Wroclaw has a very turbulent past and over the last 1,000 years, it has been controlled by eight kingdoms and empires. However, look beyond that and you will soon see a city that is beautiful in every way. Often called Poland’s Venice, the Oder river splits up and has more than 100 bridges. The city was destroyed during the end of the Second World War but today there are no scars of this difficult time, just amazing architecture and plenty to see and do. Make sure you find time to see the cobble-stoned market square. Due to the contribution of its large student population the city has a bustling nightlife. With a multitude of bars and clubs you will find the perfect place to spend your evenings.
Wroclaw was almost flattened during the siege of the Breslau and that in itself makes the amazing skyline of churches and Baroque townhouses even more inspiring. Make sure that the Market Square and the Cathedral are at the top of your list of things to see but the Old Town is also the perfect place to take a stroll and go on an adventure of your own. The non-stop flower market is a real pleasure to see and with the tallest church in the city, St Elizabeth, to climb, there is always something to keep you occupied here.
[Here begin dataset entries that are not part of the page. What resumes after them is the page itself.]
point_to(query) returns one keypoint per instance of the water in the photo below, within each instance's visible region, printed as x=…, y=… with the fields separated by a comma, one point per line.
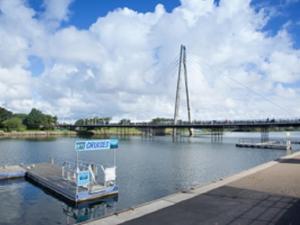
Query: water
x=147, y=170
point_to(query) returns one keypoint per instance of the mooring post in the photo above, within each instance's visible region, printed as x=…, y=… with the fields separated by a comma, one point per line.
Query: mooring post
x=288, y=144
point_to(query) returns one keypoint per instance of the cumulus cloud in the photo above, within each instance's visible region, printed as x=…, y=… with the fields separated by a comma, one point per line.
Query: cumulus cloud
x=125, y=64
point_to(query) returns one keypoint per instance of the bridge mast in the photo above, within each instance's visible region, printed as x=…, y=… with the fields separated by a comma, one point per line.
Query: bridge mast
x=182, y=63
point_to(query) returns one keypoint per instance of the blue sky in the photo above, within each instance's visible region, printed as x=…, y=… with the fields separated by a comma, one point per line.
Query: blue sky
x=84, y=13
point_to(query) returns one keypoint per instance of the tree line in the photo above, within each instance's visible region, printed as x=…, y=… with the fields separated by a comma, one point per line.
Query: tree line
x=35, y=120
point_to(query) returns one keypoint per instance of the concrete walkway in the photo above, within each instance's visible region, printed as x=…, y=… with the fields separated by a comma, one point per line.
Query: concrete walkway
x=268, y=194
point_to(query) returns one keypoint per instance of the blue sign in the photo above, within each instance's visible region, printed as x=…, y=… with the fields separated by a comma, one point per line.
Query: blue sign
x=83, y=178
x=96, y=145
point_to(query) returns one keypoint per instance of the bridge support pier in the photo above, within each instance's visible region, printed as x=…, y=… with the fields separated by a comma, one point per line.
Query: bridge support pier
x=264, y=134
x=147, y=133
x=217, y=135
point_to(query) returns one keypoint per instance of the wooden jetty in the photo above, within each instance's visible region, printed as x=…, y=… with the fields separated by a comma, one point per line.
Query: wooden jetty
x=11, y=172
x=49, y=176
x=265, y=145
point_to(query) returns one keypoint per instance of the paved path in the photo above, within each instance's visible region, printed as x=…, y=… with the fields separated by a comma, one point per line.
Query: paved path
x=268, y=195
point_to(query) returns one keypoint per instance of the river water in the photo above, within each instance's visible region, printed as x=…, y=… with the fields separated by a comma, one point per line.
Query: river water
x=147, y=169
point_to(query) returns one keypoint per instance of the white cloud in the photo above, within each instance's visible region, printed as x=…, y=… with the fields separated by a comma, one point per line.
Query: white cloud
x=56, y=11
x=124, y=65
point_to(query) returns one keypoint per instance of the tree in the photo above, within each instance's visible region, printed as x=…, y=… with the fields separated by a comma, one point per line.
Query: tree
x=37, y=120
x=124, y=122
x=4, y=114
x=13, y=123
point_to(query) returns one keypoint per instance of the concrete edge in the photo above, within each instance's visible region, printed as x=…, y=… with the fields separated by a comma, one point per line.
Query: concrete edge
x=155, y=205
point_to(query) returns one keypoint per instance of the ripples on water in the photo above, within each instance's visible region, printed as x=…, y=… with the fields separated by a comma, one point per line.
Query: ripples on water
x=146, y=170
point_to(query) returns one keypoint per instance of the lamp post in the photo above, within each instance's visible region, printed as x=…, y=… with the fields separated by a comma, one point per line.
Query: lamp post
x=288, y=144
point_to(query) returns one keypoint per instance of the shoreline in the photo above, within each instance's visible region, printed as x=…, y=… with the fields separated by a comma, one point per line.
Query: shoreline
x=150, y=207
x=36, y=134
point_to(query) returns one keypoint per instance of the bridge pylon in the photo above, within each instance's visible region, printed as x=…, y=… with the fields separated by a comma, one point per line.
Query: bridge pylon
x=182, y=66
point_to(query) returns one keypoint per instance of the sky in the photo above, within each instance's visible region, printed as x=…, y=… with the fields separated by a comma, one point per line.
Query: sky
x=79, y=59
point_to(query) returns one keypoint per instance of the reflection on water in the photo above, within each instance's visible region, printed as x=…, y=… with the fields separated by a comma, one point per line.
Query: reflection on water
x=146, y=170
x=88, y=211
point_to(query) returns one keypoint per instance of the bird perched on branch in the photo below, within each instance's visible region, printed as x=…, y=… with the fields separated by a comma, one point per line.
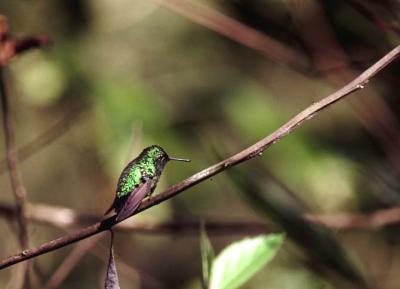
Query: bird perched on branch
x=139, y=179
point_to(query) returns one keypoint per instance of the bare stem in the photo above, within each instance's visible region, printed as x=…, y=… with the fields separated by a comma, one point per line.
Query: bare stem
x=255, y=150
x=13, y=168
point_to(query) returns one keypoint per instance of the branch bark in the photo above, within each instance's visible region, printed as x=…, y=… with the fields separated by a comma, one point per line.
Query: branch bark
x=255, y=150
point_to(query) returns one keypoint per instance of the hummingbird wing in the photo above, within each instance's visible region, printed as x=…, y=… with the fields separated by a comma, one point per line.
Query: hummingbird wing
x=134, y=199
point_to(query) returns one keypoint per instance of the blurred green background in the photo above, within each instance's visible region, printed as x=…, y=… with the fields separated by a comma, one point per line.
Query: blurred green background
x=121, y=75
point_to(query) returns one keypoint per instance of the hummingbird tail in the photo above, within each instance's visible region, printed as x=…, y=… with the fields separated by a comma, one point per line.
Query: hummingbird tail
x=133, y=201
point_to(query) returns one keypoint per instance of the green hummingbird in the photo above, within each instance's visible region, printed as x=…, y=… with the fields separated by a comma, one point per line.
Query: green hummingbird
x=139, y=179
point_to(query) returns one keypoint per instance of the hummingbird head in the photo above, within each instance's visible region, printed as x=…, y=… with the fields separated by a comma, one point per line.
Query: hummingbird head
x=158, y=155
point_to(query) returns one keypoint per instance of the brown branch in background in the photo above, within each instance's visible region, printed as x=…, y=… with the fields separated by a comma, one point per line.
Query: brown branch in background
x=70, y=262
x=372, y=111
x=65, y=218
x=10, y=47
x=255, y=150
x=382, y=22
x=345, y=221
x=236, y=31
x=15, y=174
x=48, y=136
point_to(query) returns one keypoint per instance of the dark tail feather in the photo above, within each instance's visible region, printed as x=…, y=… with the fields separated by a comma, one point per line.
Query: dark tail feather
x=133, y=201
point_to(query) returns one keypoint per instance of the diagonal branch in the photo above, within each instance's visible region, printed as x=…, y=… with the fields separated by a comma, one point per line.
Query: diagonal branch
x=14, y=171
x=255, y=150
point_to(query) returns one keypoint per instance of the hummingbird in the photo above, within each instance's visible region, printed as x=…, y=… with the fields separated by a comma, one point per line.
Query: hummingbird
x=139, y=179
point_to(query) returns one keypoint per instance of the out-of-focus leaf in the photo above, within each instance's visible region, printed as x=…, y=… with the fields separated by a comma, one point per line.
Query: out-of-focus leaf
x=111, y=280
x=241, y=260
x=207, y=255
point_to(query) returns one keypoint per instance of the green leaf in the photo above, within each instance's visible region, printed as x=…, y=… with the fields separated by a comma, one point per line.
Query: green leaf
x=241, y=260
x=207, y=255
x=111, y=280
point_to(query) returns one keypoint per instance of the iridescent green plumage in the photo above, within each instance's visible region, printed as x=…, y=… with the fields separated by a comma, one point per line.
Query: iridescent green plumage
x=138, y=179
x=142, y=166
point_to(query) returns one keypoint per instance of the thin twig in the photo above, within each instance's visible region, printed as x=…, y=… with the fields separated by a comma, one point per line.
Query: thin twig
x=255, y=150
x=70, y=262
x=47, y=137
x=236, y=31
x=15, y=174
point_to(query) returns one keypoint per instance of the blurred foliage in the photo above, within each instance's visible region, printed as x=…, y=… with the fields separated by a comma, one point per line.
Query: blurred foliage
x=146, y=75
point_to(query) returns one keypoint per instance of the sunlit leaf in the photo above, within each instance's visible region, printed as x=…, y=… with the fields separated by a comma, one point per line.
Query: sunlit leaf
x=111, y=280
x=241, y=260
x=207, y=255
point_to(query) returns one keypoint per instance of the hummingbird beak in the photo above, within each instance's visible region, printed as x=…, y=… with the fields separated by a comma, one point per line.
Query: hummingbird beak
x=178, y=159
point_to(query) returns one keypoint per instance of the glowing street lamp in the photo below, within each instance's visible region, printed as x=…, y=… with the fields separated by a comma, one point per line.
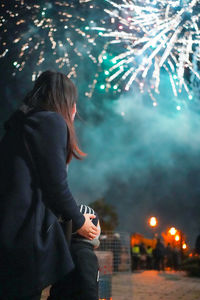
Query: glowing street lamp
x=177, y=238
x=153, y=222
x=172, y=230
x=184, y=246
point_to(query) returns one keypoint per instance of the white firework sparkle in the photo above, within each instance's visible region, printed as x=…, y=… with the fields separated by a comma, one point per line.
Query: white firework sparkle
x=152, y=36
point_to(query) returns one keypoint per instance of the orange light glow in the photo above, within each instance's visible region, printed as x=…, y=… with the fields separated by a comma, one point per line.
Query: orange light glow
x=172, y=231
x=153, y=221
x=184, y=246
x=177, y=238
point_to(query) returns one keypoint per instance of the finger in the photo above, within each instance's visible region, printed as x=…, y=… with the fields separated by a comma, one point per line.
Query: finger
x=91, y=235
x=93, y=232
x=91, y=216
x=93, y=227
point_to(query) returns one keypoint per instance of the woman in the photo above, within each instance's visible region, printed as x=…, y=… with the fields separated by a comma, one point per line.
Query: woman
x=39, y=141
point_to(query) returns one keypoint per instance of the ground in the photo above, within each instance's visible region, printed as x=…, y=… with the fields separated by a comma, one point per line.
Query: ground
x=153, y=285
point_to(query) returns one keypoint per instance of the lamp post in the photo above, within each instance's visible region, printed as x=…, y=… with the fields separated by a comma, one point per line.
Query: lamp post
x=153, y=223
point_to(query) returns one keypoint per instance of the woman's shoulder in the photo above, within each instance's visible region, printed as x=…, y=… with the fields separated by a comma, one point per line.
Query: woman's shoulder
x=43, y=118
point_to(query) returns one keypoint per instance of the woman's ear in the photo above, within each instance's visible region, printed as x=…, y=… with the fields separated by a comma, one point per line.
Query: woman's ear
x=73, y=111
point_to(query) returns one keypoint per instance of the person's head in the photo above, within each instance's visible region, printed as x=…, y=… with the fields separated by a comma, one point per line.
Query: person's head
x=54, y=91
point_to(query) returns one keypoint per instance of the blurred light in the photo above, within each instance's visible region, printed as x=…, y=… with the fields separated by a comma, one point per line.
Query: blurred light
x=153, y=221
x=172, y=230
x=102, y=86
x=177, y=238
x=184, y=246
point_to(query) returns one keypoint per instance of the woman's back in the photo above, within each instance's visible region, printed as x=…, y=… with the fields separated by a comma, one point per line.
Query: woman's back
x=32, y=242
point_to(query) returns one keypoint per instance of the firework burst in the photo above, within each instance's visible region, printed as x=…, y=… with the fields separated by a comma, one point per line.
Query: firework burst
x=43, y=35
x=150, y=38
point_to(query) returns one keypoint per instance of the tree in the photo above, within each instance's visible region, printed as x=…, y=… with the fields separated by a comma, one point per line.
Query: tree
x=107, y=214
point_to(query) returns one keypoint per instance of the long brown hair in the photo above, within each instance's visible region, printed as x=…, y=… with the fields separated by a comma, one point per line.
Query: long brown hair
x=54, y=91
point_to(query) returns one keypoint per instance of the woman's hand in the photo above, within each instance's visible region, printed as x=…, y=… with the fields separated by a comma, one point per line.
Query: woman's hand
x=88, y=230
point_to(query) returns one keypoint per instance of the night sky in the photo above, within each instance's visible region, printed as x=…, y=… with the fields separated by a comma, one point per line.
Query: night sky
x=144, y=160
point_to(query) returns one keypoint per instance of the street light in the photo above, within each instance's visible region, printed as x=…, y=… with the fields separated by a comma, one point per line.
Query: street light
x=172, y=230
x=184, y=246
x=153, y=222
x=177, y=238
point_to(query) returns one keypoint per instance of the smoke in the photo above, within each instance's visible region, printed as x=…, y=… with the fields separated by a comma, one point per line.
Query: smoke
x=144, y=161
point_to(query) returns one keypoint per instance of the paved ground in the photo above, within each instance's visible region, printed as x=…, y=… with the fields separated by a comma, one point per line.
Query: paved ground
x=153, y=285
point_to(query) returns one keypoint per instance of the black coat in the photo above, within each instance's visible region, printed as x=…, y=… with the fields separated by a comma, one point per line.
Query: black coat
x=33, y=249
x=82, y=282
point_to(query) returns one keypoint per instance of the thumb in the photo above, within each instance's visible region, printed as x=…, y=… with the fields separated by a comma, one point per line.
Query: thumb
x=90, y=216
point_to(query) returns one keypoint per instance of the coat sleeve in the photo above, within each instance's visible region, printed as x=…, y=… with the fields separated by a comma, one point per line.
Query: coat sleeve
x=46, y=135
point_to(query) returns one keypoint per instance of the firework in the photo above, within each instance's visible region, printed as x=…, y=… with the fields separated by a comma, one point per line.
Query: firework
x=44, y=35
x=152, y=37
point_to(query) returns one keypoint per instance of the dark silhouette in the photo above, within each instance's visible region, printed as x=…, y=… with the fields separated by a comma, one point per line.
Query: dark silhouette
x=159, y=255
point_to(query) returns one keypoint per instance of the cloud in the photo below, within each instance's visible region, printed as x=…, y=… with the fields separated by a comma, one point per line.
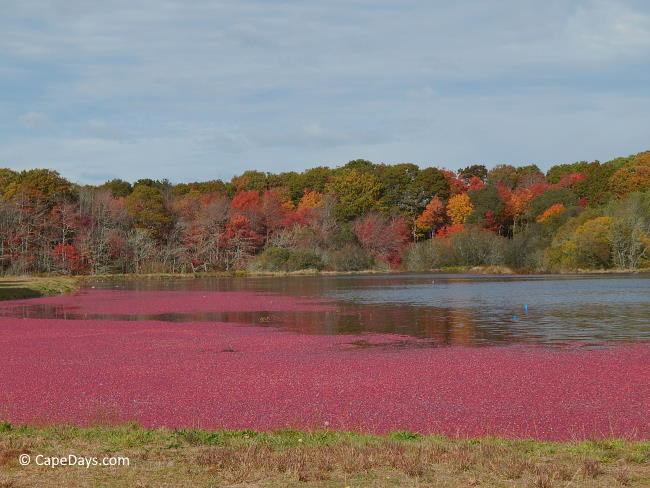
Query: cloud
x=34, y=120
x=210, y=87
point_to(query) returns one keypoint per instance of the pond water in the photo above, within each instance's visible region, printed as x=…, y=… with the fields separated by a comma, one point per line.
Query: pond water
x=441, y=309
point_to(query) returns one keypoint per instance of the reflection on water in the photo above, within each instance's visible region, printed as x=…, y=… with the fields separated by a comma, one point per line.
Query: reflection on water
x=464, y=310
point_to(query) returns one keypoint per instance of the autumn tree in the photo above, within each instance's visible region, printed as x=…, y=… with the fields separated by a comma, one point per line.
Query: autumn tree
x=459, y=208
x=432, y=217
x=356, y=193
x=146, y=206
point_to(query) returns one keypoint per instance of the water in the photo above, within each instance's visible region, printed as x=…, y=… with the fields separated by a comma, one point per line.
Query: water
x=456, y=309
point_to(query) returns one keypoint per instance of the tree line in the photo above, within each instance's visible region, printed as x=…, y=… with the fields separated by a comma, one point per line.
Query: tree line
x=358, y=216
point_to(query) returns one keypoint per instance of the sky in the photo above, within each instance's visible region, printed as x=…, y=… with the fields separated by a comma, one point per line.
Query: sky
x=193, y=90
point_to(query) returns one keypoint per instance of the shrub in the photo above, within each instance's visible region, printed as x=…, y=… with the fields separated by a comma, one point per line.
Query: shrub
x=349, y=258
x=281, y=259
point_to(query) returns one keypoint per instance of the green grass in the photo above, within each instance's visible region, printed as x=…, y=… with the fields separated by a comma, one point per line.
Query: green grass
x=289, y=458
x=14, y=288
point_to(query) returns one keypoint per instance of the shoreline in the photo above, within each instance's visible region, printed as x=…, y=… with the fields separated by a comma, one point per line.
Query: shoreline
x=292, y=458
x=35, y=286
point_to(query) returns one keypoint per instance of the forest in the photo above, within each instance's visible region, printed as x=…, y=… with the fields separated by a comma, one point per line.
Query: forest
x=359, y=216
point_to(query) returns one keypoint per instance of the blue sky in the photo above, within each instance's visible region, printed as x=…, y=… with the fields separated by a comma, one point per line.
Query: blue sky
x=193, y=90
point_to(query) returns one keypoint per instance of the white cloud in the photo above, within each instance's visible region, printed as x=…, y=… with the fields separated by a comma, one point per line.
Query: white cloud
x=34, y=120
x=278, y=85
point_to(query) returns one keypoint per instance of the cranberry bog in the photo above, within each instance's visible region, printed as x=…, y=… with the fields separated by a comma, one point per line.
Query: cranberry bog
x=226, y=375
x=204, y=377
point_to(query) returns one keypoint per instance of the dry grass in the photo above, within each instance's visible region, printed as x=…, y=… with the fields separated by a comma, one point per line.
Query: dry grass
x=199, y=458
x=18, y=287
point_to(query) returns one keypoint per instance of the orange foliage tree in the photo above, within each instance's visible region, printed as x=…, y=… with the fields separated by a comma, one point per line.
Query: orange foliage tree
x=459, y=208
x=432, y=217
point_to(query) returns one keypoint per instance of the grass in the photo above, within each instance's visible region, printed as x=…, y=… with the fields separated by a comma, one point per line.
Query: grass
x=18, y=287
x=202, y=458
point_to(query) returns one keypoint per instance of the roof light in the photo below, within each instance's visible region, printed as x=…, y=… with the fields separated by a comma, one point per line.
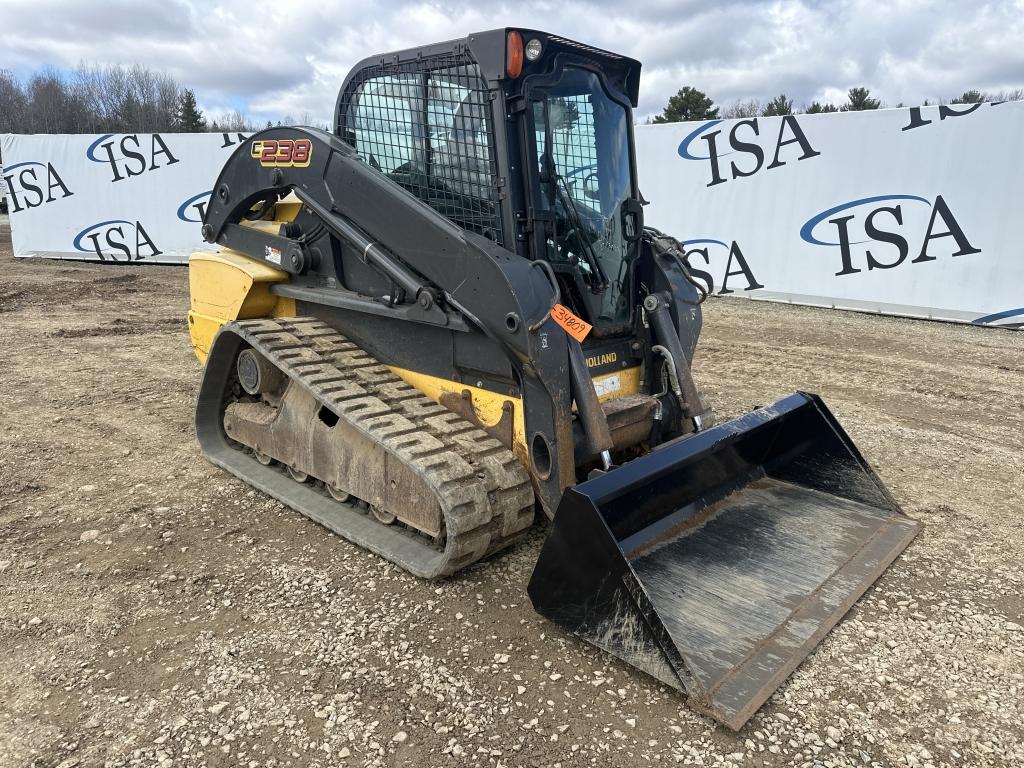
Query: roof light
x=513, y=54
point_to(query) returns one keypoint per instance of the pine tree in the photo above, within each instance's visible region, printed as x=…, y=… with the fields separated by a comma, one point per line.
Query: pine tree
x=860, y=99
x=778, y=107
x=190, y=118
x=817, y=108
x=973, y=96
x=688, y=103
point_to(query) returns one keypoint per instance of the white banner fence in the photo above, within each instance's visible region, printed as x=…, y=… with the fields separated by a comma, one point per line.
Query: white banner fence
x=137, y=197
x=907, y=211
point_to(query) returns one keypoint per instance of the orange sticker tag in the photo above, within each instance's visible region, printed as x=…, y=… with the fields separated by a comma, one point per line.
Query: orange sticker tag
x=574, y=327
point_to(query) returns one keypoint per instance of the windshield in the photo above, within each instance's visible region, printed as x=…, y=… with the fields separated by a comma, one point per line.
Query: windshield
x=583, y=148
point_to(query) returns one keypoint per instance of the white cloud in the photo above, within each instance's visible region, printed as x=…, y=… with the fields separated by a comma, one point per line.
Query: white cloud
x=283, y=58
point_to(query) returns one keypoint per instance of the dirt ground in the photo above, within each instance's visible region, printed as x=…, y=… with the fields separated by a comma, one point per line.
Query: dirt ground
x=154, y=610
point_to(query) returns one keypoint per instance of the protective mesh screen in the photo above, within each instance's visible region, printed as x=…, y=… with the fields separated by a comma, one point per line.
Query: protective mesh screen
x=426, y=125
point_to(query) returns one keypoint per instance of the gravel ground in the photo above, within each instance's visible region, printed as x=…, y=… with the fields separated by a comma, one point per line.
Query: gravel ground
x=154, y=610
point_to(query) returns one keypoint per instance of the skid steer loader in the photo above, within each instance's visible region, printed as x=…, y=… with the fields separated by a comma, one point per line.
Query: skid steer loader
x=448, y=312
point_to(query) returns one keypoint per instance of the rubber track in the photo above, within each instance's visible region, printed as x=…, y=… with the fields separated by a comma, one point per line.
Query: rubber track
x=484, y=493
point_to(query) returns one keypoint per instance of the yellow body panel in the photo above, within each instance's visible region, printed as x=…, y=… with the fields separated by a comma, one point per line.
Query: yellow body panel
x=228, y=286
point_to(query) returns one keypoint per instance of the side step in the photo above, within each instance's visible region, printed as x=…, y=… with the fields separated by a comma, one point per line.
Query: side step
x=717, y=562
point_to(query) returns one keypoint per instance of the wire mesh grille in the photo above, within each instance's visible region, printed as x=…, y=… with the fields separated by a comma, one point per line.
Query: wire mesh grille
x=426, y=125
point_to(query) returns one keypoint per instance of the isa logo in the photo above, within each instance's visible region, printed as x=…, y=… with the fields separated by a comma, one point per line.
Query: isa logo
x=32, y=184
x=193, y=210
x=882, y=231
x=715, y=253
x=117, y=240
x=131, y=154
x=747, y=147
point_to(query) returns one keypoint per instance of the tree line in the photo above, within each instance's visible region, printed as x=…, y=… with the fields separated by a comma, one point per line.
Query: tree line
x=691, y=103
x=105, y=99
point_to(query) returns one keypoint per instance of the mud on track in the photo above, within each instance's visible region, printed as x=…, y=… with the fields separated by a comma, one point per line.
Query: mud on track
x=155, y=610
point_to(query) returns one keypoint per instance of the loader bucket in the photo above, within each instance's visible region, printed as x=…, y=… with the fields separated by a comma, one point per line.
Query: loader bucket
x=718, y=561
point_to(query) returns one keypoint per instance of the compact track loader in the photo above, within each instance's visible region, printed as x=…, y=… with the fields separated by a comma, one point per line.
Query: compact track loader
x=448, y=313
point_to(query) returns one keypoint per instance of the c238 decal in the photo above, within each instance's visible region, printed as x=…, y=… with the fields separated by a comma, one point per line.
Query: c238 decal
x=283, y=153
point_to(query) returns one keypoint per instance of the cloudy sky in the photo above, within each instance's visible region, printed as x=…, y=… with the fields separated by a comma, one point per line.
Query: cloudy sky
x=289, y=57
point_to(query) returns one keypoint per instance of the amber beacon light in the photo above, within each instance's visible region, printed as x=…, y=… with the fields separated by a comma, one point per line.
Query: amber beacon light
x=513, y=54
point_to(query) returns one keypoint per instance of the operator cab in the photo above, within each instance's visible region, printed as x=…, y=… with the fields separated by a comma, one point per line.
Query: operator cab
x=519, y=136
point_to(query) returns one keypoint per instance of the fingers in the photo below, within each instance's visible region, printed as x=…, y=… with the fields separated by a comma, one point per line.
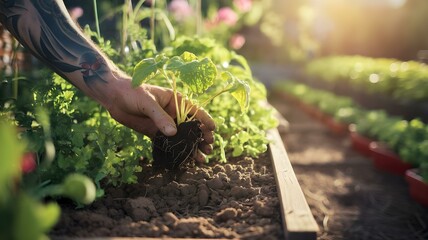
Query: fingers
x=200, y=157
x=205, y=119
x=162, y=120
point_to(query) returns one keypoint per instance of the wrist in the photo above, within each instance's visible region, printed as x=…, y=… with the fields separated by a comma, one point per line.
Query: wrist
x=116, y=87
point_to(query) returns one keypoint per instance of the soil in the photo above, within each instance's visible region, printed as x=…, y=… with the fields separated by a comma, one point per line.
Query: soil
x=233, y=200
x=348, y=197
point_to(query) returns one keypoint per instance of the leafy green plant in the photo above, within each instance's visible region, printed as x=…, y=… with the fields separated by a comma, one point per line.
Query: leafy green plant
x=402, y=80
x=23, y=214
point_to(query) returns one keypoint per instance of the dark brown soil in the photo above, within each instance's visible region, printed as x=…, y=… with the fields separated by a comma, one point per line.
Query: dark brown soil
x=349, y=198
x=233, y=200
x=176, y=152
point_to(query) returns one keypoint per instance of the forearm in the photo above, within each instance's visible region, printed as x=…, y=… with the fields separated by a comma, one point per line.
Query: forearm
x=45, y=28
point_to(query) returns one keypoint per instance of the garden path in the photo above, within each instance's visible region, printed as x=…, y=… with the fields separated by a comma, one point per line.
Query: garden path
x=349, y=198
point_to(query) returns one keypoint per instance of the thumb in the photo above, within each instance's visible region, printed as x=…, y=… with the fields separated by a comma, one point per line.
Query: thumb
x=163, y=120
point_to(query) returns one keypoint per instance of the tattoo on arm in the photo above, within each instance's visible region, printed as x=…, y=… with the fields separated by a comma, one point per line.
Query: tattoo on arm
x=42, y=26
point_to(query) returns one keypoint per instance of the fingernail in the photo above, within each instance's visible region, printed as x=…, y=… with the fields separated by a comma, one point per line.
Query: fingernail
x=208, y=150
x=170, y=130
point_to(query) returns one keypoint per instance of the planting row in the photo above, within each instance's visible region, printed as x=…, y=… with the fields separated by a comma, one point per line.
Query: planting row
x=69, y=146
x=395, y=79
x=403, y=144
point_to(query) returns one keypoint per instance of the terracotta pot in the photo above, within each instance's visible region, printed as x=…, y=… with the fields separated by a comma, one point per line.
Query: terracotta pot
x=359, y=142
x=387, y=160
x=418, y=188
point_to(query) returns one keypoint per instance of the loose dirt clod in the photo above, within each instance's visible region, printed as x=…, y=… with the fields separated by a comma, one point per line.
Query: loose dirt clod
x=174, y=152
x=205, y=202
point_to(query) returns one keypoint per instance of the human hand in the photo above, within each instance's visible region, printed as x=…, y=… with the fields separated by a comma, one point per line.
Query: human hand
x=150, y=108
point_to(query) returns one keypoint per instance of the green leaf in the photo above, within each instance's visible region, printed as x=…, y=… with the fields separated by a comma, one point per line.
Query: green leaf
x=242, y=95
x=11, y=151
x=80, y=188
x=197, y=75
x=147, y=69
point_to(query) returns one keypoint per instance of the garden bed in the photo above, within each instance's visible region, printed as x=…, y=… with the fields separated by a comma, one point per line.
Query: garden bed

Take a look at the old butchers’ quarters which could be seen to be the best-preserved street in the city where you can find buildings that date back to the 1600s and 1700s.
Rynek (Market Square)
This is one of the largest squares in Poland and Europe at 3.8 hectares in size but the market square has not changed a lot since it was established in the 13th century. Following the Second World War, much of the square, as well as the colourful tenements needed to be heavily restored. The pillory that is positioned next to the Town Hall dates back to 1492 and also had to painstakingly pieced back together.
On the 4th April 1794, the Battle of Raclawice took place with the Polish taking victor in the failed Kosciuszko Uprising against Russia. In order to pay tribute on the 100th anniversary of the battle of a large cycloramic painting was started by Jan Styka. Other famous artists were encouraged to help him finish it and at 15 x 114m, it is impressive in every way. This was a huge success and was originally on show in Lviv but following the Second World War, it was moved to Wroclaw. However, during the days of the Soviet Union, it remained hidden and didn’t come to light again until 1985 and since, it has been on show where you can marvel at it in all its glory.
This Baroque palace was chosen to be the home of Frederick the Great following Prussia taking over Silesia in the 1740s. Over the following 100 years, each Prussian king added his own mark to the building and this can be seen in the Rococo, Neoclassical and Neo-Renaissance design. As with much of the city, it was heavily damaged during the war but restorations took place before it became the place of Wroclaw’s City Museum. Here you can learn all about the difficult 1,000-year history of the city and take in the huge array of artefacts and beautiful interiors. The Beyersdorf Room is a must see and the Dutch 17th-century tiles clad the walls with the Baroque formal gardens offering a great place to take a stroll.
This is the largest fountain in Poland and is located by the UNESCO-listed Centennial Hall. At one hectare in size, it was finished in 2009 in order to celebrate the 20th anniversary of the first free elections in post-war Poland. It has an ivy-clad pergola around the edge of it and has 800 programmable lights that can change colour as well as a range of water jets that can be adjusted along with nozzles that can fire flames into the air. From May to September, on the hour, you can see an amazing show of light, water and music as well as special shows that take place at 10 pm on weekends.
This is the oldest and largest zoo in the country as well as the most-visited but here you can find the third most species of any attraction in the world, standing at 1,382. Every year, new exhibits are added such as the Afrikarium aquarium complex which was opened in 2014. Here you can take in four environments from Africa such as the Red Sea, East Africa, Mozambique Canal and the Congo Jungle. There are crocodiles, rays, sharks and hippos on display here.